Heterolamellar Bi₂Se₃/Bi₂WO₆ and Bi₂Se₃/N-Doped Bi₂WO₆ Nanosheet Composites\nas Potential Antifriction\nand Antiwear Agents

Abstract

Hydrothermally synthesized bismuth\nselenide (Bi₂Se₃) nanosheets were reinforced\nby introducing lamellar\nbismuth\ntungstate (Bi₂WO₆) to obtain a heterolamellar\nstructure anticipating higher tribological efficiency. For the furtherance\nof efficiency, the bismuth tungstate was nitrogen-doped (N-Bi₂WO₆) and was used to reinforce Bi₂Se₃ nanosheets.

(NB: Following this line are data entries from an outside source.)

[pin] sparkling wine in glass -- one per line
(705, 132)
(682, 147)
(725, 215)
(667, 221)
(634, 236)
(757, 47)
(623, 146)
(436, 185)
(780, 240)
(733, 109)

The propensity toward two-dimensional (2D) materials\nfor the fabrication of composites was based on the presence of weak\nvan der Waals forces between the adjacent layers, which eventually\npromotes lubricious behavior together with enhanced dispersibility.\nExamination of the hybrid nanosheets Bi₂Se₃/Bi₂WO₆ and Bi₂Se₃/N-Bi₂WO₆ by high-resolution scanning electron microscopy (HR-SEM),\ntransmission electron microscopy (TEM), and high-resolution TEM (HR-TEM)\ndemonstrated that Bi₂WO₆ and N-Bi₂WO₆ nanosheets were distributed uniformly onto Bi₂Se₃ nanosheets. The tribological attributes of\nwell-identified nanoadditives Bi₂Se₃, Bi₂WO₆, N-Bi₂WO₆, Bi₂Se₃/Bi₂WO₆, and Bi₂Se₃/N-Bi₂WO₆ were evaluated in paraffin\noil (PO) on a four-ball tester at an optimized concentration of 0.050%\nw/v operating ASTM D4172 and ASTM D5183 tests. The tribological data,\nmean wear scar diameter (MWD), friction coefficient (COF), and seizure\nload divulged that N-Bi₂WO₆ nanosheets behaved\nsignificantly better than Bi₂WO₆ nanosheets,\nwhich, in turn, surpassed the Bi₂Se₃ nanosheets.\nHowever, substantial upgradation of tribological activity was noted\nfor the hybrid Bi₂Se₃/Bi₂WO₆ due to a heterolamellar structure with reduced interlaminar shear\nstrength that effectively prevents restacking and agglomeration of\nnanosheets. For the advancement of tribological activity, the hybrid\nBi₂Se₃/N-Bi₂WO₆ was prepared,\nwhich performed more efficiently than Bi₂Se₃/Bi₂WO₆. According to energy-dispersive X-ray\n(EDX) and X-ray photoelectron spectroscopy (XPS) analyses of the worn\npathway, the generated tribo-film comprised metal oxides, Bi₂O₃, SeO₂, WO₃, and tungsten nitride,\nwhich synergetically improved the lubricity. The wear scar surface\nanalysis by atomic force microscopy (AFM) and SEM validated the observed\ntribological results.